Orlistat works by inhibiting gastric and pancreatic lipases, the enzymes that break down triglycerides in the intestine.[4] When lipase activity is blocked, triglycerides from the diet are not hydrolyzed into absorbable free fatty acids, and instead are excreted unchanged. Only trace amounts of orlistat are absorbed systemically; the primary effect is local lipase inhibition within the GI tract after an oral dose. The primary route of elimination is through the feces. Orlistat was also recently found to inhibit the thioesterase domain of fatty acid synthase (FAS), an enzyme involved in the proliferation of cancer cells but not normal cells. However, potential side effects of Orlistat, such as inhibition of other cellular off-targets or poor bioavailability, might hamper its application as an effective antitumor agent. One profiling study undertook a chemical proteomics approach to look for new cellular targets of orlistat, including its off-targets.[5] Orlistat also shows potential activity against the Trypanosoma brucei parasite.

Side effects

The primary side effects of the drug are gastrointestinal-related, and include steatorrhea (oily, loose stools with excessive flatus due to unabsorbed fats reaching the large intestine), fecal incontinence and frequent or urgent bowel movements. To minimize these effects, foods with high fat content should be avoided; the manufacturer advises consumers to follow a low-fat, reduced-calorie diet. Oily stools and flatulence can be controlled by reducing the dietary fat content to somewhere in the region of 15 grams per meal. The manual for Alli makes it clear that orlistat treatment involves aversion therapy, encouraging the user to associate eating fat with unpleasant treatment effects. Side effects are most severe when beginning therapy and may decrease in frequency with time; It has also been suggested that the decrease in side effects over time may be associated with long-term compliance with a low-fat diet.[6]

References

[1]Bodkin J, Humphries E, McLeod M (2003). The total synthesis of (?)-tetrahydrolipstatin. Australian Journal of Chemistry. 56 (8): 795–803.

[2]Barbier P, Schneider F (1987). Syntheses of tetrahydrolipstatin and absolute configuration of tetrahydrolipstatin and lipstatin. Helvetica Chimica Acta. 70 (1): 196–202.

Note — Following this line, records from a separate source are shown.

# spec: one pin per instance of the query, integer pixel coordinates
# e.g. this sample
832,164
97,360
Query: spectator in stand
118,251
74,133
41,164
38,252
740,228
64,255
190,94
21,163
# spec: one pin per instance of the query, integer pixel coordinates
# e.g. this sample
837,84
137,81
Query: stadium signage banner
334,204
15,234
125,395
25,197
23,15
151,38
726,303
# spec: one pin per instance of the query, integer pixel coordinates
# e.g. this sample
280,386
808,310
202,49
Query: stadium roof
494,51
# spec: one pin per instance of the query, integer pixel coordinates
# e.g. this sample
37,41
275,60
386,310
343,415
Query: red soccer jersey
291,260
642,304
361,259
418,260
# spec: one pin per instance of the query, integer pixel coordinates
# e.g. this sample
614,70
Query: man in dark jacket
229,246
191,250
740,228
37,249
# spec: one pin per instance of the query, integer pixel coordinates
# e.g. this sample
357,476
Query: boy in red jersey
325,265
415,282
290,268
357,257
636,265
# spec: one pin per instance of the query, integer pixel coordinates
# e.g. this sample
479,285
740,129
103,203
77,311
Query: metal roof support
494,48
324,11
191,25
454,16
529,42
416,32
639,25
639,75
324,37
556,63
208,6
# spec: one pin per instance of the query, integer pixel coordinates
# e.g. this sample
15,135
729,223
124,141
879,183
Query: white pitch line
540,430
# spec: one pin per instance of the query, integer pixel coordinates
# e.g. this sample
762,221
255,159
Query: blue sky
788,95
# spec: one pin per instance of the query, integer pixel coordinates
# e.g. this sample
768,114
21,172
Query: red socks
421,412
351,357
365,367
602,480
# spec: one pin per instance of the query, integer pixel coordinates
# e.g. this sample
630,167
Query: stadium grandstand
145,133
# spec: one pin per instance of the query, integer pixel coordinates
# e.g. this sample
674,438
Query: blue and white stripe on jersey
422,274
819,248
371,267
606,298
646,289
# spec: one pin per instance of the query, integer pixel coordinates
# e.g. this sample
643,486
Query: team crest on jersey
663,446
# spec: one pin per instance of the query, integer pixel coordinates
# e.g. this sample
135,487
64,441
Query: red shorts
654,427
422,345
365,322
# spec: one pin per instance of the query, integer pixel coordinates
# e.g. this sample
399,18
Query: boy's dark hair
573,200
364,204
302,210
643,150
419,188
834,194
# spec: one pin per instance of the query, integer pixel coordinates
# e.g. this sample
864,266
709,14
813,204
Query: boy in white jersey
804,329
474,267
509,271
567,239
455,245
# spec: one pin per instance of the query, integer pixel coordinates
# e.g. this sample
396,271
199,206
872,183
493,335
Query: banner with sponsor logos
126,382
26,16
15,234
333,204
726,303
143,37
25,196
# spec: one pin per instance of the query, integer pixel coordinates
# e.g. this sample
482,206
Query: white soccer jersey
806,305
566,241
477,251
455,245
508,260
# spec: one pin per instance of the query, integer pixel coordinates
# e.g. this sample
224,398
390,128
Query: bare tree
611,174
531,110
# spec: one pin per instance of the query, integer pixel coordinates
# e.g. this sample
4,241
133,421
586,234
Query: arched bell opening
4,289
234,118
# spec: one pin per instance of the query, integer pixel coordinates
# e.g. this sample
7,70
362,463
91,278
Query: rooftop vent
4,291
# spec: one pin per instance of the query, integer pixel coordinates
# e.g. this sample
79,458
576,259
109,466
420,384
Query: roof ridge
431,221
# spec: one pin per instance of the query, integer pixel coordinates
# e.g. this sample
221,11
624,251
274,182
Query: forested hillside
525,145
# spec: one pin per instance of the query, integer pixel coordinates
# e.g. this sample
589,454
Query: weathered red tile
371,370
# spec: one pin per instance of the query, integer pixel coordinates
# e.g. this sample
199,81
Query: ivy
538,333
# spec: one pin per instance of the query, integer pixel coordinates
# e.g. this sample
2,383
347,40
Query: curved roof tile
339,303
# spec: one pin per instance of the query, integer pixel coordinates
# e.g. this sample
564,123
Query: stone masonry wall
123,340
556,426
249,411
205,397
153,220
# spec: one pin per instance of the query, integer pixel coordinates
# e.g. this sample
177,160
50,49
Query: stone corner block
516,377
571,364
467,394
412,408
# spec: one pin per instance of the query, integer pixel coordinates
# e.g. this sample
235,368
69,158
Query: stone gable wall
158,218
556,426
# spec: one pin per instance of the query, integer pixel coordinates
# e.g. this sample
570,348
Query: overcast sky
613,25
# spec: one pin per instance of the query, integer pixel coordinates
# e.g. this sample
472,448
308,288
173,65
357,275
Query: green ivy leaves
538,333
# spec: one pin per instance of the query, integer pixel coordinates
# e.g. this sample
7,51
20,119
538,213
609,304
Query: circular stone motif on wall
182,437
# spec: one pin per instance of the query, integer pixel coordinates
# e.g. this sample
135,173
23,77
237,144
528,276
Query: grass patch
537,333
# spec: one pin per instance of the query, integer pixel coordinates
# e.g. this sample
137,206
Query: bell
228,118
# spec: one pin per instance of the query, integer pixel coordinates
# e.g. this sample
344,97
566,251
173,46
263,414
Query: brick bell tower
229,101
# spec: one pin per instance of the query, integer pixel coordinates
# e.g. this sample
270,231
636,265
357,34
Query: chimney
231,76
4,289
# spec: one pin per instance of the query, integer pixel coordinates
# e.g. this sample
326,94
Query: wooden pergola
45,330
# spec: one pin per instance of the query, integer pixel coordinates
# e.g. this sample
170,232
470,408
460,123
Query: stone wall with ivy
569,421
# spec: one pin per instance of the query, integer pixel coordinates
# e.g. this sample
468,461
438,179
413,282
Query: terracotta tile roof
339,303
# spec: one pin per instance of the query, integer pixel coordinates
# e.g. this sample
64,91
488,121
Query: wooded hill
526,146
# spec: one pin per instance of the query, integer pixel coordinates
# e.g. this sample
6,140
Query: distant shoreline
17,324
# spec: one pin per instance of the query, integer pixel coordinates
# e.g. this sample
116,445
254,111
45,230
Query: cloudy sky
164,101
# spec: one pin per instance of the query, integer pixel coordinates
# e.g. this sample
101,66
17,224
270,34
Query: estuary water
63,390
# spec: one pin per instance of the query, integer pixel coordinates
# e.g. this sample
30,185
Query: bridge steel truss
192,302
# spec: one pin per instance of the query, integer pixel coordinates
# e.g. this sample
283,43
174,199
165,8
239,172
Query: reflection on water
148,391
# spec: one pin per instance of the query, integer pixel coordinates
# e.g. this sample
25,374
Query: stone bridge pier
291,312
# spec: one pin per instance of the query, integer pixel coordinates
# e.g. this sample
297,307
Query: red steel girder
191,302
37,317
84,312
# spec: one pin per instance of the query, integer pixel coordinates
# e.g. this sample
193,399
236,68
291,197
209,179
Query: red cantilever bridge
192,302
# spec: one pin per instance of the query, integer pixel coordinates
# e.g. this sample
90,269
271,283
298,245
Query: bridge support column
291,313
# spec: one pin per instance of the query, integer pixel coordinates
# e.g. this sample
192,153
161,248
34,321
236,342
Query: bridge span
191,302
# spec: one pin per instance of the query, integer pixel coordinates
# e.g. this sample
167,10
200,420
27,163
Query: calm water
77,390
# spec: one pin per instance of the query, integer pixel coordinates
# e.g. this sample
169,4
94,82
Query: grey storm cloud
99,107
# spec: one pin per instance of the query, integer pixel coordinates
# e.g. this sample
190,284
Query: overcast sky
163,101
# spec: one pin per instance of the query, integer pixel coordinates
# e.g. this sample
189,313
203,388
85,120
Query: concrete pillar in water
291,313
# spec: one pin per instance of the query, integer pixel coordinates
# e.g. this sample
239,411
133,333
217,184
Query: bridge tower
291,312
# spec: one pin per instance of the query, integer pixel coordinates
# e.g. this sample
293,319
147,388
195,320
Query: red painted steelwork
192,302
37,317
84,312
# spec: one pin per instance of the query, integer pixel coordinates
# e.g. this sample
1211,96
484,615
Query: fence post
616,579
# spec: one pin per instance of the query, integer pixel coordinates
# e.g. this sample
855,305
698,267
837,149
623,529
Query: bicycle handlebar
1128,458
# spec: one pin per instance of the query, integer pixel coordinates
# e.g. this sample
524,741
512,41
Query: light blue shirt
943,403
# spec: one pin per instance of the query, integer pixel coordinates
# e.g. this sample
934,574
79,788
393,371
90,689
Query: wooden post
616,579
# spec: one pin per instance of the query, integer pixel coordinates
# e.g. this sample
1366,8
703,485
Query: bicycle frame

[3]Siebenhofer, A; Jeitler, K; Horvath, K; Berghold, A; Posch, N; Meschik, J; Semlitsch, T (2 March 2016). Long-term effects of weight-reducing drugs in people with hypertension. The Cochrane Database of Systematic Reviews. 3: CD007654.

[4]Heck, A. M.; Yanovski, J. A.; Calis, K. A. (March 2000). Orlistat, a new lipase inhibitor for the management of obesity. Pharmacotherapy. 20 (3): 270–279.

[5]Peng-Yu, Yang (December 2009). Activity-Based Proteome Pro?ling of Potential CellularTargets of Orlistat -An FDA-Approved Drug with Anti-TumorActivities. Journal of the American Chemical Society. 132 (2): 656–66.

[6]Mancini MC, Halpern A (2006). Pharmacological treatment of obesity. Arq Bras Endocrinol Metabol. 50 (2): 377–89.